Domestic gas prices have seen consistent half-yearly downward revisions in April 2015-April 2017 following which the prices have halved to $2.48/mmbtu (GCV basis) in H1FY18 from $5.05/mmbtu during November 2014-March 2015. The prices, however, increased to $2.89/mmbtu in H2FY18 and $3.06/mmbtu in H1FY19 in line with the rise in global gas benchmarks.
Albeit domestic gas prices are not lucrative, the government has provided marketing and pricing freedom (subject to a price ceiling) to players operating in deepwater, ultra-deepwater and high pressure-high temperature areas. The natural gas price ceiling for such challenging areas are $6.78/mmbtu as of now. But this may keep varying in line with the prices of substitute fuel (fuel oil and naphtha prices may increase as crude oil prices rise) as provided in the pricing formula. The latter, along with the marketing freedom, could improve the viability of gas discoveries in challenging fields and could lead to higher domestic gas production over the longer term.
We expect domestic natural gas production to increase to ~110 MMSCMD by FY22 and to ~143 MMSCMD by FY27 from the current level of ~90 MMSCMD. Apart from marketing and pricing freedom for gas discoveries, the government has also announced various reforms like the revenue-sharing model, a uniform licensing framework and an open acreage policy under the new hydrocarbon exploration licensing policy (HELP) and; reduction in royalty rates for the deepwater and ultra-deepwater areas, which could aid in incremental domestic gas production over the long term.
Despite the significantly high potential across several sectors, the realisable demand for natural gas will be a function of several factors: gas supplies in the market, price competitiveness of gas as compared with alternative fuel, timely commissioning of the proposed transmission pipeline infrastructure and regulatory initiatives in the power sector like implementation of time-of-day tariff.
Overall, unconstrained gas demand is expected to rise to ~260 MMSCMD by FY22 and to ~285 MMSCMD by FY27 from the current demand potential of ~230 MMSCMD. Actual consumption has been much lower at around 140-145 MMSCMD over the last 4 years due to steep fall in domestic gas supplies and destruction of demand from some of price sensitive segments like power.

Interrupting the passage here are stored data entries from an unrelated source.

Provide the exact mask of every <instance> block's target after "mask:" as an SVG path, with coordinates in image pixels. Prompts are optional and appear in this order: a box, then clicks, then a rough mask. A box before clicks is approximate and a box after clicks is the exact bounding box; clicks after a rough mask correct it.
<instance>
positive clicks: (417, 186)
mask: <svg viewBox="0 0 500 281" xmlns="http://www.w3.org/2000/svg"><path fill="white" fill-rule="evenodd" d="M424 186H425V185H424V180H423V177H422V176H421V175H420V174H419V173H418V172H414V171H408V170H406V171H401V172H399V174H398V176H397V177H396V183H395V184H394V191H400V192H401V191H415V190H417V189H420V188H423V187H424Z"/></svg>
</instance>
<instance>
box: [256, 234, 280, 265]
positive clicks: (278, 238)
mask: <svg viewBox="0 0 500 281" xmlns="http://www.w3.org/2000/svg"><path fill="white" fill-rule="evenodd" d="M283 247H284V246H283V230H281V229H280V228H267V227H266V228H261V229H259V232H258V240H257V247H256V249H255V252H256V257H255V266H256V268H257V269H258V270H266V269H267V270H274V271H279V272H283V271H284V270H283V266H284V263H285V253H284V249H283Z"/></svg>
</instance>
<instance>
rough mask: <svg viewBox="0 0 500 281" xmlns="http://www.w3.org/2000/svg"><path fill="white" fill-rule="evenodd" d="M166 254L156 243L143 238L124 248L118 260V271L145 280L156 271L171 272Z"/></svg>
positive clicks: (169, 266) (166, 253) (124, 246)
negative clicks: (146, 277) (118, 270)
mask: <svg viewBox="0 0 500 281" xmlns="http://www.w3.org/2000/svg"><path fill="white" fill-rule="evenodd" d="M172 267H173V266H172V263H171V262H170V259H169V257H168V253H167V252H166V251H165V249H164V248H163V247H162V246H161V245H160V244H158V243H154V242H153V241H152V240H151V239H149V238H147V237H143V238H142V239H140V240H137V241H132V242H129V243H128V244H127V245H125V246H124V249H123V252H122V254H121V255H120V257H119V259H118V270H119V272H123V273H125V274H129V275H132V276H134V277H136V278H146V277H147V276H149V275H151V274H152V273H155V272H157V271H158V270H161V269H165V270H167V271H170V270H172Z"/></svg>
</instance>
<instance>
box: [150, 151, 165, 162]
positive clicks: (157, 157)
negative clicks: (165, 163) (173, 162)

As for the total natural gas supply potential, it is expected to increase significantly over 5-6 years with higher domestic gas production and commissioning of firm re-gasification capacities during FY18-22. With the increase in supplies, the difference between the projected demand and supply potential is expected to narrow FY20 onwards.
Further, the demand for R-LNG may be affected because of significant competition from some of the cheaper liquid fuels and as a result the actual consumption of R-LNG could be lower, leading to significant competitive pressures in the re-gasification sector over the medium term.
Upcoming LNG capacities may operate at relatively lower utilisation (~50 per cent or even lower) than the current utilisation of re-gasification capacities (above 85-90 per cent on an aggregate basis) in the country. If many re-gasification terminals, as planned, come on stream over 4-5 years, the new entrants would face significant pressure on volumes and margins as they will have to compete with the existing terminals and brownfield expansion, which are more cost efficient because of lower capital intensity.
Sub-optimal capacity utilisation and lower re-gasification margins could also put significant pressure on the returns and credit profiles of new entrants, especially in the initial years of operations. Sponsors with significant captive demand for R-LNG such as for refineries and CGD ventures will, however, be able to partly buck the trend. Expansion of the LNG market to non-traditional applications such as fuel for buses/HCVs, inland waterway vessels and coastal movements will be key to alleviate pressure on utilisation.